Só o setor de defensivos agrícolas apontou, nesse último levantamento do FNCP, perdas de R$ 20,8 bilhões, que representam 20% desse mercado na ilegalidade. Esse espaço perdido para o crime afeta nossas indústrias e comércio e provoca danos à nossa saúde, desde os trabalhadores que manipulam esses produtos, que muitas vezes são proibidos de serem comercializados, até os consumidores, pelos efeitos nocivos que podem ocasionar nos alimentos. Essa também é a realidade para os produtos veterinários. Além desses males, nossos produtores têm que enfrentar questionamentos no âmbito do comércio exterior, fomentando, inclusive, iniciativas promovidas por concorrentes internacionais, que se aproveitam dessas possíveis brechas para atacar a nossa relevante participação no mercado internacional.

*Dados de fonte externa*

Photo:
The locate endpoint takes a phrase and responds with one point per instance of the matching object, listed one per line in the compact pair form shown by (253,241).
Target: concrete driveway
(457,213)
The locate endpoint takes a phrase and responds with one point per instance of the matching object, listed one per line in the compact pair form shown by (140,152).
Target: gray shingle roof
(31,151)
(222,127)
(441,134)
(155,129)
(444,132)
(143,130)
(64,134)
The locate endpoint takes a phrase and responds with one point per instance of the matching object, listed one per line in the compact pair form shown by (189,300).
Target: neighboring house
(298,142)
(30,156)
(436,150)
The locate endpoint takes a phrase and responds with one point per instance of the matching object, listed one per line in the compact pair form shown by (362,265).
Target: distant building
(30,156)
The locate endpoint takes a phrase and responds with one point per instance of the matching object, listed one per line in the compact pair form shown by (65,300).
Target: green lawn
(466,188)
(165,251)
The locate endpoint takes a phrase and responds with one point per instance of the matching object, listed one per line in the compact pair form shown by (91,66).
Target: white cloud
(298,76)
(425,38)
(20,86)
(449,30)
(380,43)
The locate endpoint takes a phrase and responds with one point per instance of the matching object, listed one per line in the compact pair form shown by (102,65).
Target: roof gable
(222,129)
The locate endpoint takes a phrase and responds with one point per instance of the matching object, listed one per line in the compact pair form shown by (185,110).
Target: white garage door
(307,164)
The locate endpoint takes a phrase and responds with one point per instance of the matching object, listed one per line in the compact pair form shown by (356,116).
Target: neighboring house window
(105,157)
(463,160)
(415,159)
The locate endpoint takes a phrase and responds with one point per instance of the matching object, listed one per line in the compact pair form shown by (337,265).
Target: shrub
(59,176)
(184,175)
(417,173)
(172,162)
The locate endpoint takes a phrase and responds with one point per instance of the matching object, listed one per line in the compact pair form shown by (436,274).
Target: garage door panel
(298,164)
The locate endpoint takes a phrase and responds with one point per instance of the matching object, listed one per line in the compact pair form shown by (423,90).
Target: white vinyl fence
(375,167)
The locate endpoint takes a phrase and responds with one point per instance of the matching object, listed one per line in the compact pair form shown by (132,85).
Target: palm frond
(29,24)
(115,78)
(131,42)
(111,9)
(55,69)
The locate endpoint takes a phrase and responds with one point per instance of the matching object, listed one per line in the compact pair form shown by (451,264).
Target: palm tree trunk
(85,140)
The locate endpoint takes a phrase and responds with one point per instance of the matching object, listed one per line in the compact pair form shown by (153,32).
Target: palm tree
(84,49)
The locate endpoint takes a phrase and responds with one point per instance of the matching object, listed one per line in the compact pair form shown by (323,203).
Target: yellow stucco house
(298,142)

Em verdade, toda a economia brasileira e o erário são duramente afetados, mas também perde o consumidor com a aquisição de produtos de baixa qualidade, que não atendem as normas e regulamentos técnicos, com evidentes danos para a saúde e segurança. Ganham os criminosos e inescrupulosos, que se fortalecem e afastam investimentos e empregos.
Esse panorama deve ser enfrentado com determinação, integrando todos os esforços do poder público com a importante cooperação do setor privado.
Temos defendido há anos a intensiva cooperação e a integração das diversas áreas governamentais na estruturação de políticas públicas eficazes. O Conselho Nacional de Combate à Pirataria e Delitos Contra a Propriedade Intelectual (CNCP), colegiado do Ministério da Justiça e Segurança Pública, congrega como titulares ministérios, Polícias Federal e Rodoviária, Receita Federal, e cinco representantes dos setores produtivos e tem sido um espaço importante para o aperfeiçoamento dessa coordenação.
A elaboração de guias de boas práticas estimulando a autorregulação; cartilhas com informações práticas; incentivo para a ação dos Estados e Municípios; aperfeiçoamento legislativo; aproximação com o Poder Judiciário e Ministério Público; apoio aos investimentos em recursos humanos e tecnológicos nas forças policiais e nos órgãos reguladores, especialmente nas fronteiras; concursos públicos para contratação de novos funcionários que atuam na defesa do mercado legal (o exemplo da Receita Federal é ilustrativo, há anos sem novas contratações com um número crescente de aposentadorias afetando o enfretamento do crescente movimento aduaneiro e de fiscalização) são temas que temos apresentado e apoiado fortemente no âmbito do CNCP.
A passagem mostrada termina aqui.